Centre for Primary and Community Care, University of Sunderland, Benedict Building, St George’s Way, Sunderland SR2 7BW. firstname.lastname@example.org
BACKGROUND: Impetigo is a common clinical problem seen in general practice. Uncertainty exists as to the most effective treatment, or indeed if treatment is necessary.
AIM: To determine the most effective treatment for impetigo in a systemically well patient.
DESIGN OF STUDY: Systematic review and meta-analysis.

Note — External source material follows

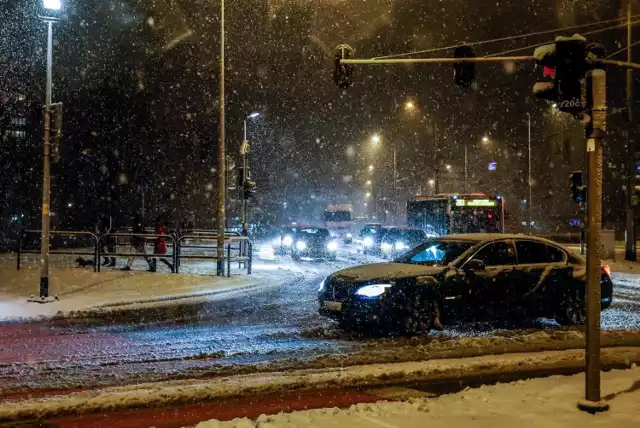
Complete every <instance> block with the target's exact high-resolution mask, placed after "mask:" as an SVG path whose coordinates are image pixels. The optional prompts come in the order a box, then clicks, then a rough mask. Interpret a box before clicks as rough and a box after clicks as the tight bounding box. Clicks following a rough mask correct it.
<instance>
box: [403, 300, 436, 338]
mask: <svg viewBox="0 0 640 428" xmlns="http://www.w3.org/2000/svg"><path fill="white" fill-rule="evenodd" d="M434 314H435V302H434V301H433V300H427V299H425V298H424V297H423V296H422V295H421V294H420V293H415V294H414V295H413V296H410V297H409V298H408V299H407V300H406V302H405V306H404V310H403V314H402V321H401V325H400V327H401V329H402V331H403V332H404V333H405V334H407V335H418V334H424V333H428V332H429V331H431V328H432V327H433V320H434Z"/></svg>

METHOD: Databases were searched for relevant studies. The Cochrane highly sensitive randomised controlled trial (RCT) search string was employed and combined with the word ‘impetigo’ as the MeSH term and keyword. The bibliographies of relevant articles were searched for additional references. RCTs that were either double- or observer-blind, and involved systemically well patients of any age in either primary or secondary care settings, were included. Studies that selected patients on the basis of skin swab results were excluded, as were studies that were not in English. Cure or improvement of impetigo reported at seven to 14 days from start of treatment was the primary outcome measure. Meta-analysis was performed on homogeneous studies.
RESULTS: Three hundred and fifty-nine studies were identified, of which 16 met the inclusion criteria. Meta-analysis demonstrated that topical antibiotics are more effective than placebo (odds ratio [OR] = 2.69, 95% confidence interval [CI] = 1.49 to 4.86). There is weak evidence for the superiority of topical antibiotics over some oral antibiotics, such as erythromycin (OR = 0.48, 95% CI = 0.23 to 1.00). There is no significant difference between the effects of mupirocin and fusidic acid (OR = 1.76, 95% CI = 0.77 to 4.03).
CONCLUSION: This review found limited high-quality evidence to inform the treatment of impetigo. From that which is available, we would recommend the use of a topical antibiotic for a period of seven days in a systemically well patient with limited disease. Further research is needed on the role of flucloxacillin and non-antibiotic treatments for impetigo.